There were 49 ship-related fatalities on endangered species of large whales in California from 2007–2020, but researchers estimate that these incidents represent a small percentage of the total number of ship strikes occurring since most deaths by large vessels go unnoticed and whales often sink after death.

It is a clash that is playing out in increasing intensity around the world, as maritime transport became a fixture in roughly 90% of world trade.

“But there has been pretty steady progress” toward easing the dangers, said Cotton Rockwood, senior marine ecologist with Petaluma-based Point Blue Conservation Science.

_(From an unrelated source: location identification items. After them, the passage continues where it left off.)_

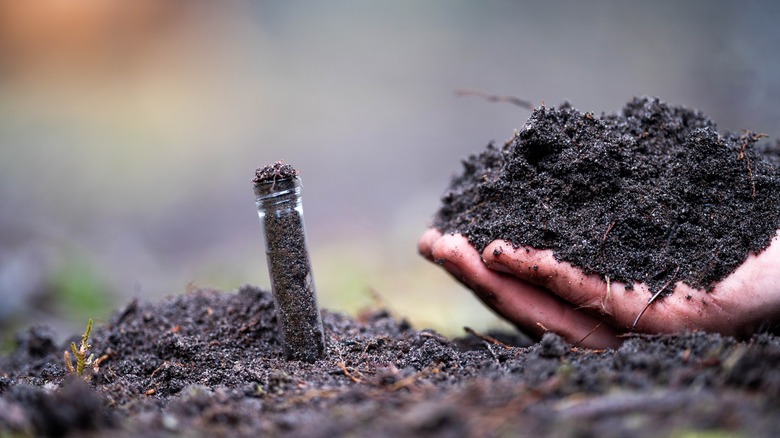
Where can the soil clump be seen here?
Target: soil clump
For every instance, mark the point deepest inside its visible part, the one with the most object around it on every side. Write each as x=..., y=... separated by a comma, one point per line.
x=645, y=195
x=209, y=363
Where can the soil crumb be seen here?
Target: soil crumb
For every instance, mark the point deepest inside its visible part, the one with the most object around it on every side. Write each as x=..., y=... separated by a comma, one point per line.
x=209, y=363
x=272, y=172
x=645, y=195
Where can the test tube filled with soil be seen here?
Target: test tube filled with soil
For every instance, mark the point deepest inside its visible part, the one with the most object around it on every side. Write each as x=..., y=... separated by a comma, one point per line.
x=278, y=198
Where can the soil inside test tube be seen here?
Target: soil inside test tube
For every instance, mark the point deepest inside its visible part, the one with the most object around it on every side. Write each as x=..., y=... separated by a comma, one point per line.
x=289, y=264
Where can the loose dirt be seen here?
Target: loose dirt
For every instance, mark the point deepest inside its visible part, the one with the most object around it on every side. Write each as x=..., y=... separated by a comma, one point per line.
x=649, y=188
x=645, y=195
x=208, y=363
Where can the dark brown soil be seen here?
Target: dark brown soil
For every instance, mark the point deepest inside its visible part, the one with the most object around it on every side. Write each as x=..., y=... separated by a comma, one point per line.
x=639, y=196
x=209, y=363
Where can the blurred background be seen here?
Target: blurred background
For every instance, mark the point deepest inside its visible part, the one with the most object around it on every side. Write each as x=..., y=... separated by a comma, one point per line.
x=130, y=131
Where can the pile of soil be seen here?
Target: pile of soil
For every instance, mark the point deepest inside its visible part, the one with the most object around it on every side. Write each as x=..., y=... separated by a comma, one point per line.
x=209, y=363
x=641, y=196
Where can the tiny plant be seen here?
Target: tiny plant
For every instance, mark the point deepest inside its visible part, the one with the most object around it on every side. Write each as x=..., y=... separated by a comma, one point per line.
x=80, y=353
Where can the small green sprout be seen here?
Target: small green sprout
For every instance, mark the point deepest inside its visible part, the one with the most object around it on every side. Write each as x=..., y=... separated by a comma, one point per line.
x=80, y=353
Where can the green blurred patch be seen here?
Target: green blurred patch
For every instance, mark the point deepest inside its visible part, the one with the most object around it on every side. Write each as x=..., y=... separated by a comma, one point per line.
x=80, y=293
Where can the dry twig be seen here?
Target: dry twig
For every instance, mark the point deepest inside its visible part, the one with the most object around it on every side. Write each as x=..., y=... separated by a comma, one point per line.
x=650, y=301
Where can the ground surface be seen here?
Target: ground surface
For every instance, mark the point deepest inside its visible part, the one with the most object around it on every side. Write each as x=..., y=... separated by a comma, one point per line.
x=207, y=363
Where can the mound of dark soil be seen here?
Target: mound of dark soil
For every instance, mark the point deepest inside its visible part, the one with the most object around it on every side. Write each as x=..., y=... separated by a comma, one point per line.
x=639, y=196
x=208, y=363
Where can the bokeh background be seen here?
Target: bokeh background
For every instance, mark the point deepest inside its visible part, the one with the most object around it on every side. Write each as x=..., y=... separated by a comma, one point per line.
x=130, y=131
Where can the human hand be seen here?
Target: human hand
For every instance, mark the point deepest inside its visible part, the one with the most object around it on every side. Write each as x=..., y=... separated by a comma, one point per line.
x=537, y=293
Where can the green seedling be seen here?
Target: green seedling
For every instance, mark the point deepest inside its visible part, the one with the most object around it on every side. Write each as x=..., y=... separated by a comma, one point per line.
x=80, y=353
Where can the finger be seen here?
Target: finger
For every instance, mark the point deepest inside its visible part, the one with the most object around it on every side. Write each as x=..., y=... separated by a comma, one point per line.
x=631, y=309
x=540, y=267
x=425, y=244
x=531, y=308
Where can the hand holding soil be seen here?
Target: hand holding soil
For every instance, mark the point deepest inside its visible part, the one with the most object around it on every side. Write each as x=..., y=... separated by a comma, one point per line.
x=534, y=291
x=648, y=220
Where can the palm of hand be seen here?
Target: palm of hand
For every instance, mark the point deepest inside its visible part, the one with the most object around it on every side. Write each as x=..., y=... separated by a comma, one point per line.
x=536, y=292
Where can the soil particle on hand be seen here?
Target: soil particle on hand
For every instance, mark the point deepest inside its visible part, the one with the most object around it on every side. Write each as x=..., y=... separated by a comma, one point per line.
x=649, y=194
x=209, y=363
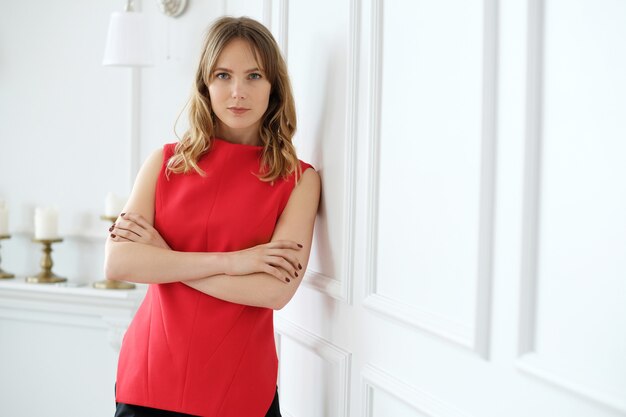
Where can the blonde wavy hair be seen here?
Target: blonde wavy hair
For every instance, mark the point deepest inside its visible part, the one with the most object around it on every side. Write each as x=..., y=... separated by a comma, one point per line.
x=278, y=158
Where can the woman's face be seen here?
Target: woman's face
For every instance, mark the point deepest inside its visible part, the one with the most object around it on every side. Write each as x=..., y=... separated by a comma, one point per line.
x=239, y=93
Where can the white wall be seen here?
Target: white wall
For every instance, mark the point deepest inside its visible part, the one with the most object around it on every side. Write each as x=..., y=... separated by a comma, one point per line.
x=468, y=256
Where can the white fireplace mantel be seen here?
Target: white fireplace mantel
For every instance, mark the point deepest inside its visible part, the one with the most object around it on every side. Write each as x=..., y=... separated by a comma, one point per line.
x=65, y=304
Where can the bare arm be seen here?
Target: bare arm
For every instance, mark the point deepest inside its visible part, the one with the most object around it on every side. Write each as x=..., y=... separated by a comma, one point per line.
x=136, y=252
x=295, y=224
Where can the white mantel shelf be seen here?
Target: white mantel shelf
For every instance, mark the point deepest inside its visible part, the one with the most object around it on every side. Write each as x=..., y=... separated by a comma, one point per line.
x=67, y=304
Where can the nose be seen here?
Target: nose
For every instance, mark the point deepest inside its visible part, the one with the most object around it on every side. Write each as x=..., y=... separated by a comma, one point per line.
x=238, y=91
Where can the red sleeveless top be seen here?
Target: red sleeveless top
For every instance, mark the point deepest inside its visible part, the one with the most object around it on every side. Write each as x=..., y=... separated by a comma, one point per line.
x=186, y=351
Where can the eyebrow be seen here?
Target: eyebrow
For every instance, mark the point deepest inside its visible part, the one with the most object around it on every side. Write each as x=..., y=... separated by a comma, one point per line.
x=229, y=70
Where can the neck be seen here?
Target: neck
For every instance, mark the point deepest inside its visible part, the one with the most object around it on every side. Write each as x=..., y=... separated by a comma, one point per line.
x=248, y=136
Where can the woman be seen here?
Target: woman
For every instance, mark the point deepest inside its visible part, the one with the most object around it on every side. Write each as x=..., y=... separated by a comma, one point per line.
x=221, y=224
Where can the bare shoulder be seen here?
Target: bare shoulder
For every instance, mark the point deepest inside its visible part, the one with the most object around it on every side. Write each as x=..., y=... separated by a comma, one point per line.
x=307, y=191
x=310, y=180
x=142, y=196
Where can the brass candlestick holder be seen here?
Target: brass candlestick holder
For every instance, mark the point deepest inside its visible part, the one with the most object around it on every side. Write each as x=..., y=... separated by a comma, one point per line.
x=3, y=274
x=46, y=276
x=108, y=284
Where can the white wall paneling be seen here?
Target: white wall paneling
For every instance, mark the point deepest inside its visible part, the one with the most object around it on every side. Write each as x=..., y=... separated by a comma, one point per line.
x=398, y=398
x=322, y=369
x=408, y=221
x=55, y=341
x=323, y=66
x=557, y=269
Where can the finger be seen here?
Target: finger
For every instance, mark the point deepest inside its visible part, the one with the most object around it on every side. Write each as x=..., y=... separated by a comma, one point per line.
x=138, y=219
x=284, y=244
x=276, y=273
x=129, y=226
x=278, y=261
x=117, y=238
x=126, y=234
x=288, y=255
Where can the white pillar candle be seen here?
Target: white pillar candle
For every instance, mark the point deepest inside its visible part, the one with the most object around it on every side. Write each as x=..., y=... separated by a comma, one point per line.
x=4, y=219
x=46, y=223
x=113, y=205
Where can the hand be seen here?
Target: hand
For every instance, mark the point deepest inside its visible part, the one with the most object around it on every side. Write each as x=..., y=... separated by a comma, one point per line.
x=132, y=227
x=267, y=258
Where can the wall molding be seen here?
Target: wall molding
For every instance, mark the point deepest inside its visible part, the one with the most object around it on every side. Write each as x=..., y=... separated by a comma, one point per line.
x=64, y=305
x=529, y=360
x=475, y=337
x=331, y=353
x=373, y=379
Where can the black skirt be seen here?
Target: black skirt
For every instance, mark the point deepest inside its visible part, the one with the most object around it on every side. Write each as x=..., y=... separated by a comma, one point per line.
x=129, y=410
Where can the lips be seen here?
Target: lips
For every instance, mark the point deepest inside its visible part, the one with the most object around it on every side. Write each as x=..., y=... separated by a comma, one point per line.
x=238, y=110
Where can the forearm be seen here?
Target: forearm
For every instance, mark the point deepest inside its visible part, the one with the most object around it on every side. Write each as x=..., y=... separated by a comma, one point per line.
x=259, y=290
x=137, y=262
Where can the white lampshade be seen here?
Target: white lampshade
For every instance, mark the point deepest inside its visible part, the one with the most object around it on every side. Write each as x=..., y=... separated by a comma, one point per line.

Several years ago, the National Oceanic and Atmospheric Administration extended the three shipping lanes in the approach to San Francisco Bay, which reduced interactions between ships and whales within Cordell Bank and the Gulf of the Farallones national marine sanctuaries, he said.

There are also efforts to reduce the speeds of the largest ships from 23 to 11 miles per hour, he said. While that doesn’t prevent collisions, an injured animal is more likely to survive. A Vessel Speed Reduction program creates seasonal and predictable slow speed zones.  Cooperation among the program’s San Francisco Bay members is increasing, from 50% in 2018 to 68% in 2020.  But efforts are voluntary.

Related Articles Environment | ‘Red list’ warning bumps lobster from the menu Environment | Ship strike probably killed humpback whale off Bay Area coast More whales could be saved if shipping lanes moved slightly off the edge of the Continental Shelf, where the densest populations of whales congregate to eat, said Rockwood. It would also help if the slow-down zones to be extended, with mandatory.

On Thursday, the Center for Biological Diversity will be in federal district court in Oakland to challenge a federal failure to protect whales from ship strikes. The nonprofit is suing the U.S. Coast Guard and National Marine Fisheries Service for failing to meet Endangered Species Act consultation requirements.

Meanwhile, hopes are pinned on the survival of Fran’s female calf. Born last November, she arrived early in the season, so has a head start. She’s big and healthy, say scientists. It’s not known if she is still nursing.

But the big Monterey Bay feels like an emptier place without Fran.

“It’s such a devastating loss, to think that we’ll never see her again, after seeing her every single summer,” said Talty. “And we were the cause, which makes it even worse.”